Young men from all over Europe came to study at the universities of Bologna in Italy, Paris in France, and Oxford in England.

• Although the students came from different countries, language was not a problem.

– The Church had preserved Latin as the language of learning.

– Students who spoke Latin could understand courses taught at any university.

Thomas Aquinas

The medieval universities attracted the best minds in Europe.

• One of the greatest medieval scholars was a professor at the University of Paris named Thomas Aquinas.

• He was deeply impressed by the writings of the Greek philosopher Aristotle.

Aristotle had emphasized the use of human reason to discover knowledge.

• Church scholars, in contrast, emphasized faith as the path to truth.

Aquinas wanted to show that there is no conflict between the two.

• He argued that both faith and reason come from God.

• If there is a conflict between the teachings of God and conclusions reached by reason, then it must be due to imperfect reasoning.

Aquinas also believed in the idea of natural law.

• This is the idea that there are laws in nature that are basic to both the natural world and human affairs.

Natural laws do not change over time as human-made laws do.

• For people, they provide a guide to right and wrong that does not change from one society to another.

• Aquinas believed that moral laws could be discovered through reason, just as a scientist can discover laws of nature.

Aquinas offered a famous proof for the existence of God based on reason and natural law.

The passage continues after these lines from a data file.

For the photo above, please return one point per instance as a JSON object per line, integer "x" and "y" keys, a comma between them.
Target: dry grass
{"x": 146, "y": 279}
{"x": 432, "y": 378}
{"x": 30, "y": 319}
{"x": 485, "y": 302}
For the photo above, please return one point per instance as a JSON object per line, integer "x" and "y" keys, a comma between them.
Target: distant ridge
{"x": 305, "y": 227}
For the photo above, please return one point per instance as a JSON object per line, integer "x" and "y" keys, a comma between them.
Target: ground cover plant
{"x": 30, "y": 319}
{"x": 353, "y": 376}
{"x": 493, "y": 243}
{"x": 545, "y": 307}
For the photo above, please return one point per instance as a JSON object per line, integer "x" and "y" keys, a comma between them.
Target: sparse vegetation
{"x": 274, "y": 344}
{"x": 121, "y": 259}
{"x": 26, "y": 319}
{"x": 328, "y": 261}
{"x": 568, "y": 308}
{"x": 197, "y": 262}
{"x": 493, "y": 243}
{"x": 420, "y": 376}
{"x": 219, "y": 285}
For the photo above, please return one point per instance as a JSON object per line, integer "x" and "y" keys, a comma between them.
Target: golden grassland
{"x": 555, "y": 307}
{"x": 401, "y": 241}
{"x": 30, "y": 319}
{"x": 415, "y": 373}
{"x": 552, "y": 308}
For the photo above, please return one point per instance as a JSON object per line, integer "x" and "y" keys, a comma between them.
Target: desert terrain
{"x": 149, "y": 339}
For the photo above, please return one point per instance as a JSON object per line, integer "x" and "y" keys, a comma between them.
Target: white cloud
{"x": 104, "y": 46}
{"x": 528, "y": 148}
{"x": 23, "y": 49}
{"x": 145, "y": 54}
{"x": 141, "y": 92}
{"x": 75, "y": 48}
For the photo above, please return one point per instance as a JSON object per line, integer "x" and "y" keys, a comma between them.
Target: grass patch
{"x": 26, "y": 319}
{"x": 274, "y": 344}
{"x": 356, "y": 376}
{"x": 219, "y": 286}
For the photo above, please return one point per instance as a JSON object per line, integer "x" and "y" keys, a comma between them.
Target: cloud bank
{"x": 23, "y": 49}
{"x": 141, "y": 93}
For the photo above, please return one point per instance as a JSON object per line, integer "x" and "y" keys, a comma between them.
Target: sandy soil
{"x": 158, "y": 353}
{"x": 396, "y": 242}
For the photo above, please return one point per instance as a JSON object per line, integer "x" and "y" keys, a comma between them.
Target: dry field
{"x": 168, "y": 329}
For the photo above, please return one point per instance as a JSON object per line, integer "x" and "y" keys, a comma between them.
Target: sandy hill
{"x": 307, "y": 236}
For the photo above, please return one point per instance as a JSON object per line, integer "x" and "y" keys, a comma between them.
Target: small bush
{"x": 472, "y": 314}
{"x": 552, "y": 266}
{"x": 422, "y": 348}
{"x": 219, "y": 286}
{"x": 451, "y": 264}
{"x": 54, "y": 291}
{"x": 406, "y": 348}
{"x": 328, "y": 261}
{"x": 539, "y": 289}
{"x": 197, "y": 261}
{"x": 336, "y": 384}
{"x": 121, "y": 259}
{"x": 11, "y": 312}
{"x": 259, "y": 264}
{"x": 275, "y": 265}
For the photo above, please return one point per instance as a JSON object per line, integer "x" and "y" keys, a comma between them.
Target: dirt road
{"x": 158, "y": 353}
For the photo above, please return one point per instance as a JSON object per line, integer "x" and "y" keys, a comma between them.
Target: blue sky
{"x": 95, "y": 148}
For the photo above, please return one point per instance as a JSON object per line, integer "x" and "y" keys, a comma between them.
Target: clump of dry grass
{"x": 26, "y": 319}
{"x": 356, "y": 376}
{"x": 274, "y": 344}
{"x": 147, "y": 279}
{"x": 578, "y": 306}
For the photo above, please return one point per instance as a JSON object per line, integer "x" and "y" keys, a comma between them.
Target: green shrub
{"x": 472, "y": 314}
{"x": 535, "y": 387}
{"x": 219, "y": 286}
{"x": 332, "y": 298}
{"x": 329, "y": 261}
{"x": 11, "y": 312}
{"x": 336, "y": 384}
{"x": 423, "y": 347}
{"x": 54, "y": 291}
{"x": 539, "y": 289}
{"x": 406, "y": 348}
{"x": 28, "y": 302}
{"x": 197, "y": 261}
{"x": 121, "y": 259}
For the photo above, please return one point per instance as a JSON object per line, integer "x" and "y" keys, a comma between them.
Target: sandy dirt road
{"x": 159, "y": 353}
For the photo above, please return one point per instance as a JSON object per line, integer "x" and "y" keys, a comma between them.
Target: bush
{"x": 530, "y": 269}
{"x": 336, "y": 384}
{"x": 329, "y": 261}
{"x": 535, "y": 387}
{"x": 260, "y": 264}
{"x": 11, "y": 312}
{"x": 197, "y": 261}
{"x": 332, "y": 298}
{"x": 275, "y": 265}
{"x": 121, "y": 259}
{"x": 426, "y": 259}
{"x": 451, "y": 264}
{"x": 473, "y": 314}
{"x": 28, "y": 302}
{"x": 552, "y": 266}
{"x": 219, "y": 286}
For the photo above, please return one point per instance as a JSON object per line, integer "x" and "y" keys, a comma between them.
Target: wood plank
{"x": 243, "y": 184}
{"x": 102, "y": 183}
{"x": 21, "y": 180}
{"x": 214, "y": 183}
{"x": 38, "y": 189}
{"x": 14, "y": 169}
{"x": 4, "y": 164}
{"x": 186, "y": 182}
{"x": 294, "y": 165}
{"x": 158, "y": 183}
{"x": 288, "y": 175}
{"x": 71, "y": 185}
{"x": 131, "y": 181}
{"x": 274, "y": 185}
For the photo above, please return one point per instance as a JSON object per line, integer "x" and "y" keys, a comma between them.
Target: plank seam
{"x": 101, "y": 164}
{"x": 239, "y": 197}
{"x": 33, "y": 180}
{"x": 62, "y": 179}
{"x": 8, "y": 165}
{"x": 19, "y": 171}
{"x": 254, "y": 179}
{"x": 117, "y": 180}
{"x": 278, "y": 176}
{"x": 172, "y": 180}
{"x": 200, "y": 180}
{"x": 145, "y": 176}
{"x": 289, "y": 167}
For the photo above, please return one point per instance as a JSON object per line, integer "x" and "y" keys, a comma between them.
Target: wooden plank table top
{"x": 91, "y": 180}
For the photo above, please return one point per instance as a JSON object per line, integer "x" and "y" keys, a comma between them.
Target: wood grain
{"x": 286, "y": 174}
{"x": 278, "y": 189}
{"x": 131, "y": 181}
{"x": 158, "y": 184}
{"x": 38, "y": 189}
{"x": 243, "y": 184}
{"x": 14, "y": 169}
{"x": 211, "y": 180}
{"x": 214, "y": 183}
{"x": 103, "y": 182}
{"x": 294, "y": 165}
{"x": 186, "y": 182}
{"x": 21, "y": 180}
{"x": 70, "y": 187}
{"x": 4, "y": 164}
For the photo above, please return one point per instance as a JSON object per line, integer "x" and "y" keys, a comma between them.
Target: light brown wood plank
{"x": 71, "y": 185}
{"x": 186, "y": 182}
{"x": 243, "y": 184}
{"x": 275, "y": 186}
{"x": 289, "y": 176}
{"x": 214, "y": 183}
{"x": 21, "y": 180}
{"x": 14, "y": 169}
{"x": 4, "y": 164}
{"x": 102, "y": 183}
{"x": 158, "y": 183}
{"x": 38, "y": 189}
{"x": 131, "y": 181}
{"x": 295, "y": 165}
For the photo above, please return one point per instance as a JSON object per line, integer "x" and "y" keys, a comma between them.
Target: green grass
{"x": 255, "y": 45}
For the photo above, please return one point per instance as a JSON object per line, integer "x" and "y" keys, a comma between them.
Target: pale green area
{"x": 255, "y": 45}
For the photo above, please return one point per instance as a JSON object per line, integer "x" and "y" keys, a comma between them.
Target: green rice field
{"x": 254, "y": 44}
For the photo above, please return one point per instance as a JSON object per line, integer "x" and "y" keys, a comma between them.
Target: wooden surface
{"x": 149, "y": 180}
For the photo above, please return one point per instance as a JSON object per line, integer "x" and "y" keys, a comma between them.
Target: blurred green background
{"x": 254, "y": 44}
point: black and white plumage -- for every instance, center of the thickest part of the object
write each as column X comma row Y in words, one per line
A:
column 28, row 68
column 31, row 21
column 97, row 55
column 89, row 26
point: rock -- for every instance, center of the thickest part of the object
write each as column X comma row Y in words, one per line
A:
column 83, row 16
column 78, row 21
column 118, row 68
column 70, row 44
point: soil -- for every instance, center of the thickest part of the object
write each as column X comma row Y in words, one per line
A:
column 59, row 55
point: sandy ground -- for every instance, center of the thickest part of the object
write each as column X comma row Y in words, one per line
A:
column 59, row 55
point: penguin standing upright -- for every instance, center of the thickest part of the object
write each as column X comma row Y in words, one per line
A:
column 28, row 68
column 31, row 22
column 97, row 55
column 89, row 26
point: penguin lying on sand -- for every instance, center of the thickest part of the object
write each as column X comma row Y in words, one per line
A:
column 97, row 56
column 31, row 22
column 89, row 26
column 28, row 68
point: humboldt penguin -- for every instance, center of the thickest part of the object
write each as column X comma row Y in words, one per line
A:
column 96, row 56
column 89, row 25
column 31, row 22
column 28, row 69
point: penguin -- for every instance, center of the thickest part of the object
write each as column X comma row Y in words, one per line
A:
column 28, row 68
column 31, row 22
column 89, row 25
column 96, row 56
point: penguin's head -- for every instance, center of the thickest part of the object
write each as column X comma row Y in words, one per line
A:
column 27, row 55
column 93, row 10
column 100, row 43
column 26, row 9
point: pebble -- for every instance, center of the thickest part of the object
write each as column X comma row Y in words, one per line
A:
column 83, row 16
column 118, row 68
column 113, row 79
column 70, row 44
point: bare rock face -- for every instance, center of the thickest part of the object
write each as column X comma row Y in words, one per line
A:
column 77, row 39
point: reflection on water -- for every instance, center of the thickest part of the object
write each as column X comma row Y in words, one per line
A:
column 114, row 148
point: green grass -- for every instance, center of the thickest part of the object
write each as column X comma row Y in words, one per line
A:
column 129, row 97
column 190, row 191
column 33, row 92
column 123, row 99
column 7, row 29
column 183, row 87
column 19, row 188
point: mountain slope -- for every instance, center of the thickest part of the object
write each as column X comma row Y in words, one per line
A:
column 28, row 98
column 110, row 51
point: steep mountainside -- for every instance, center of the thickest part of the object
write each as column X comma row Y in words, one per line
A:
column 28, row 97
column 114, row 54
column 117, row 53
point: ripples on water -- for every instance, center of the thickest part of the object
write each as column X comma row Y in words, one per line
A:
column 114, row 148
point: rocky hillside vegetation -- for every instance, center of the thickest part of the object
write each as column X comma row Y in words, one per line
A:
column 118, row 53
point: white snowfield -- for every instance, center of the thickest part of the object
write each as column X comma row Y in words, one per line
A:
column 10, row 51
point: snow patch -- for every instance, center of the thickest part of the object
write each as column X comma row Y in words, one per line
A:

• He argued that it was a law of nature that everything that happens must have a cause.

• Since the universe has come into being, it must have been caused by something.

– That "something," Aquinas argued, was God.

Similarly, it is a natural law that everything that moves must be put into motion by an outside force.

• The universe must have been put into motion by something.

– That first force, or prime mover, was God.

Checkpoint:

• How did universities develop?

• Cathedrals founded schools that trained young men for the priesthood. These schools gradually expanded into universities.